I am working on a 3D viewer with WebGL, and want to optimize the particle emitters that it supports.

The information for each particle is its rectangle in world space, texture coordinates, and a color, all of which can change over time.

At first I did it the simple way, with a big buffer where each vertex had all the above information, for a total of 54 floats per particle (2 triangles, 6 vertices, 9 floats per vertex: [X, Y, Z] [U, V] [R, G, B, A]).

Note that the vertex positions here are already in world space and form a rectangle.

This works fine, but is a bit on the slow side on the CPU, simply because updating the buffer each frame takes a lot of work.

So the next stage was to make pseudo instancing.

WebGL doesn't support anything beside 2D textures, so I have to use that for arbitrary storage.

The idea is, then, to make a 2D texture that can hold all the data for each particle (so now only 9 floats are needed for the per-particle data), and for the vertex attributes use just the instance ID, and vertex ID.

For example, the first particle is [0, 0, 0, 1, 0, 2, 0, 0, 0, 2, 0, 3], where each pair is the instance and vertex IDs.

Instead of sending the world positions that already form a rectangle, I just send the center, and size of each particle.

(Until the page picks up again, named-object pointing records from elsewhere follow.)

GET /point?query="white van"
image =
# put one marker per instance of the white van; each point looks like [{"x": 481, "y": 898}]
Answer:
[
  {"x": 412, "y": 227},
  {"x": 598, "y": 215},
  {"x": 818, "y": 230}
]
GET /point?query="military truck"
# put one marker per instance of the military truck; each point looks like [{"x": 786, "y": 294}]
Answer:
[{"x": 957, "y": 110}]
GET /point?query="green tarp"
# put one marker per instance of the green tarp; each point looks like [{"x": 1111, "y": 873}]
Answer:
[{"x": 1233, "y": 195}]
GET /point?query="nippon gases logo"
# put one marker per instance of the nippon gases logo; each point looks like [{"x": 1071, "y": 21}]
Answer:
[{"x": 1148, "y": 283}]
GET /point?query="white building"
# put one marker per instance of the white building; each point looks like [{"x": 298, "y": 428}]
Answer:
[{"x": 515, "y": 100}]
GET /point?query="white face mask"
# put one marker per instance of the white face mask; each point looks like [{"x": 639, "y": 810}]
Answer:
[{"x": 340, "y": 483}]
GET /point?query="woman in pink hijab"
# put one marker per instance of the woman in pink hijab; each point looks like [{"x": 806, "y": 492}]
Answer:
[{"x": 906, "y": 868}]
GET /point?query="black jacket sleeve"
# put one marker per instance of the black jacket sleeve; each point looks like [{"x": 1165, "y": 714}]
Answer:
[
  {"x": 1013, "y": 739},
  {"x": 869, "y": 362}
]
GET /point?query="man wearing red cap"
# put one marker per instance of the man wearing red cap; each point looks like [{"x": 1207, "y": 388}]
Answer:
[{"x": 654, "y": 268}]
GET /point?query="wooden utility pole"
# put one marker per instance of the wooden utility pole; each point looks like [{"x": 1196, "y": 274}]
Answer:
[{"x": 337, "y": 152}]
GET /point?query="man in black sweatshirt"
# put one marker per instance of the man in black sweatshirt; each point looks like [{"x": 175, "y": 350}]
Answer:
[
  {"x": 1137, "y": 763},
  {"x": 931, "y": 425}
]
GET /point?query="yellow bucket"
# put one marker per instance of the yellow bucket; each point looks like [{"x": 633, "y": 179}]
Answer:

A normalized rectangle is computed once and sent as a uniform, and then all the particles add it to their position scaled by their scale.

Instead of using the computed texture coordinates, I instead send an ID that says where in the texture this particle is, and the actual coordinates are computed in the shader.

So every particle has a total of 21 floats instead of 54 (for some reason I can't use non-float attributes, is this only in WebGL? it has been quite some time since I touched OpenGL), and out of those only 9 need updates every frame.

For a start, I wanted to get it done quickly and not waste too much time on further optimizations, so I just picked a square power of 2 texture size that fit my needs for a test model, which happened to be 32x32 pixels.

While only 9 floats were really needed for each particle, I just chose a 4x4 matrix format for now, and padded the data with zeroes.

So a 32x32 RGBA texture, in this scenario, can hold 256 particles (32*32/4).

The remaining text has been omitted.